The key point in the controversy is that Cardinal Ratzinger said that pro-abortion politicians, who will not alter their stand or abstain from Communion after being instructed by Church leaders, “must” be refused Communion. McCarrick never presented Ratzinger's intervention as one which indicated the refusal of Communion to be mandatory under any such circumstances. Rather McCarrick went to great lengths to present the denial of Communion as optional.
The Times quotes internationally respected U.S. Catholic theologian Michael Novak saying, “Ratzinger's letter was stronger and firmer than we were led to believe. It's pretty dynamite stuff.” Duin reports that Novak heard of “dissatisfaction” in Rome over how Cardinal McCarrick was representing the Church's teachings. “I had heard Rome was much tougher than Cardinal McCarrick was letting on,” he said. “Some people in the Vatican were upset that McCarrick was putting on too kind a face on it.”

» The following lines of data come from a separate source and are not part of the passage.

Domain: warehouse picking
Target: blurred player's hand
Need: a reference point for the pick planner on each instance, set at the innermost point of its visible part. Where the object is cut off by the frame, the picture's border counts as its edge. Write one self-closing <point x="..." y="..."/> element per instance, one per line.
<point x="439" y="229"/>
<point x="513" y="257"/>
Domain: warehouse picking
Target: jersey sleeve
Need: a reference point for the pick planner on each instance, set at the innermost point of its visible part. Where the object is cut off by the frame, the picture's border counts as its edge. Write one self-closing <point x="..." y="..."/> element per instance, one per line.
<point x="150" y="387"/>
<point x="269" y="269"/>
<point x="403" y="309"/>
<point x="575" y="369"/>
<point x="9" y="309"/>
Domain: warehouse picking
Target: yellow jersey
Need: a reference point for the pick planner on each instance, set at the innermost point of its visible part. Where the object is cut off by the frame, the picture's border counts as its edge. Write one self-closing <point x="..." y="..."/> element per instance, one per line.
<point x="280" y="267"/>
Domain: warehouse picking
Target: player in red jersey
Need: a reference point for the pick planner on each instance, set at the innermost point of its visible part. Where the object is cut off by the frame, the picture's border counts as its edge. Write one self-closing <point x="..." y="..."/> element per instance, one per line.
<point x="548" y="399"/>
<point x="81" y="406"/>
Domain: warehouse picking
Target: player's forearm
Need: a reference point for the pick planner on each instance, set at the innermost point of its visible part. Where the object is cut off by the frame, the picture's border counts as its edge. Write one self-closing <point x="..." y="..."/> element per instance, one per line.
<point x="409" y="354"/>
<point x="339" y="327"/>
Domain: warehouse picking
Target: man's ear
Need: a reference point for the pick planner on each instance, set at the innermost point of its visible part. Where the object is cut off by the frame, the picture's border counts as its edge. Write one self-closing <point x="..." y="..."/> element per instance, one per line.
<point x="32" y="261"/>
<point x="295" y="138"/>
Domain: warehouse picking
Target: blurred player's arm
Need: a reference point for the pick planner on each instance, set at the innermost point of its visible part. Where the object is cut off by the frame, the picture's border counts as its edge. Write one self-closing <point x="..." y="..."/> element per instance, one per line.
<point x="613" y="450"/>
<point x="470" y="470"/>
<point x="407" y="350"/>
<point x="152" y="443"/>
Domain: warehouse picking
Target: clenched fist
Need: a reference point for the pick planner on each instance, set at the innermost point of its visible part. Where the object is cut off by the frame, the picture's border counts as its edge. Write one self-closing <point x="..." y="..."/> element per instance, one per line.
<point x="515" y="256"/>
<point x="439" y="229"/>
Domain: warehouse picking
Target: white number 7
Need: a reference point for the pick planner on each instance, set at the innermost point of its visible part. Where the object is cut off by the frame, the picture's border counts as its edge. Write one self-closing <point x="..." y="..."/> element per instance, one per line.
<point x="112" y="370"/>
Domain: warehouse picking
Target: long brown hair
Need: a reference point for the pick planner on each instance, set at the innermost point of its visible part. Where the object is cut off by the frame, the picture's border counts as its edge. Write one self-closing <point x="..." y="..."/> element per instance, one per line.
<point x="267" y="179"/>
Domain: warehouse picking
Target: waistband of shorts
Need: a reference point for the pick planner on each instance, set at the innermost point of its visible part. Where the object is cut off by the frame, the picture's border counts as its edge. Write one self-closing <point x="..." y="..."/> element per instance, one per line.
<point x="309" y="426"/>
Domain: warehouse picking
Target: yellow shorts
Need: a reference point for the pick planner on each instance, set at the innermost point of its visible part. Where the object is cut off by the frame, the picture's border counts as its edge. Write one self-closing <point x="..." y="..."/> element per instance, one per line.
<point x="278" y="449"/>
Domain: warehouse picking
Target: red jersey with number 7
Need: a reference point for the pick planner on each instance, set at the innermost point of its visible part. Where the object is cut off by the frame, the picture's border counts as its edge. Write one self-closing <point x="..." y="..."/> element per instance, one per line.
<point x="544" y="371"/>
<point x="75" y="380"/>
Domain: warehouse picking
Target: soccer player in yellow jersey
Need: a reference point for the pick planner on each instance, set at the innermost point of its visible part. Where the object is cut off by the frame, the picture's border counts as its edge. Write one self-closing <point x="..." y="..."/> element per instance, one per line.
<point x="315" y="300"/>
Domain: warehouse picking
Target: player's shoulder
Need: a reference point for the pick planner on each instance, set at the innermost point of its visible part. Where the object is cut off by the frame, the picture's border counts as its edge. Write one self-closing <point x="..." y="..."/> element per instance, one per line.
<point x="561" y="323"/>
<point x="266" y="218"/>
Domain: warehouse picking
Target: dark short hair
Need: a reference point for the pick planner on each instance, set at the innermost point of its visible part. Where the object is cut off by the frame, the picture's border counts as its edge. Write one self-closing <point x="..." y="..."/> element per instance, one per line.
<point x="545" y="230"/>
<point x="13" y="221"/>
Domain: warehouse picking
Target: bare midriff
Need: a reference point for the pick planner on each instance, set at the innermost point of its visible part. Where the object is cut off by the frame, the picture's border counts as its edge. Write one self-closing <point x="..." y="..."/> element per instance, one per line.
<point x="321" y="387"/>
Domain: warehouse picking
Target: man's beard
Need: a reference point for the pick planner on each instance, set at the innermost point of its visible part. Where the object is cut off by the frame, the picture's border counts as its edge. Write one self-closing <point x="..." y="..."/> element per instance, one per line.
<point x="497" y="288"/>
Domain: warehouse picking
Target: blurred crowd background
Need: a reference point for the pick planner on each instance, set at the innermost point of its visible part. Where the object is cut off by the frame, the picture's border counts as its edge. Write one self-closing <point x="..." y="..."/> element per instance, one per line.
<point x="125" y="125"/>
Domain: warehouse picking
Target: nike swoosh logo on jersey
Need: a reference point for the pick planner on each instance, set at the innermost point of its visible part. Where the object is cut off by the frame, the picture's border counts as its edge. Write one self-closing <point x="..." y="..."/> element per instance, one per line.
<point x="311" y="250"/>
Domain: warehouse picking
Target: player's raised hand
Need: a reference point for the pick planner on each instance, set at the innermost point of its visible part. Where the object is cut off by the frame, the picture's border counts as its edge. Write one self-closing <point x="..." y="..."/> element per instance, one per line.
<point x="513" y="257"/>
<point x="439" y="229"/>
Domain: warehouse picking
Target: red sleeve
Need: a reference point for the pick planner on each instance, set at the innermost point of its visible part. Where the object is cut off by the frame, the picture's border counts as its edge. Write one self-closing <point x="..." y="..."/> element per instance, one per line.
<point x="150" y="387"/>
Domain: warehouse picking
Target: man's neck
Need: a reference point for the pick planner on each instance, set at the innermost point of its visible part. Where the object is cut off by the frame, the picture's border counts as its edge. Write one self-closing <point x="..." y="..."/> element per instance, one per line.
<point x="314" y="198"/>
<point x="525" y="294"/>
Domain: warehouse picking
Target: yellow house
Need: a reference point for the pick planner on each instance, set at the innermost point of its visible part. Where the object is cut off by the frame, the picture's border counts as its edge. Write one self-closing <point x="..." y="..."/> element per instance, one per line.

The Times also quotes former U.S. Ambassador to the Vatican Raymond Flynn on why North American bishops often water down Vatican statements. “The American Church has been reluctant to speak out forcefully on a lot of these issues, whereas Pope John Paul II has instructed the Catholic Church to be more assertive,” said Flynn. “A lot of these American bishops aren't willing to get involved because of the backlash, because it's not politically correct, and the criticism they will receive from the liberal media,” he said.
Reacting to the controversy over the discrepancy, Cardinal McCarrick said through spokesman Susan Gibbs that the leaked Ratzinger letter “may represent an incomplete and partial leak of a private communication from Cardinal Ratzinger and it may not accurately reflect the full message I received.” He added, “Our task force's dialogue with the Holy See on these matters has been extensive, in person, by phone, and in writing.”
However, as LifeSiteNews.com pointed out on July 5, the current incident is the second time Cardinal McCarrick seems to have contradicted the Vatican over the issue of denying Communion.
In April, the Vatican's leading prelate on the Sacraments, Cardinal Francis Arinze, declared unequivocally that unambiguously pro-abortion politicians should be denied Holy Communion. Cardinal Arinze said such a politician “is not fit” to receive Communion. “If they should not receive, then they should not be given,” he said. Cardinal McCarrick reacted to Cardinal Arinze's statements by suggesting that Arinze did not really mean what he said. Speaking with the National Catholic Reporter, McCarrick said of Cardinal Arinze, “I don't think it was his eminence's official opinion…. The cardinal's position…was that…the United States should figure out what they ought to do.”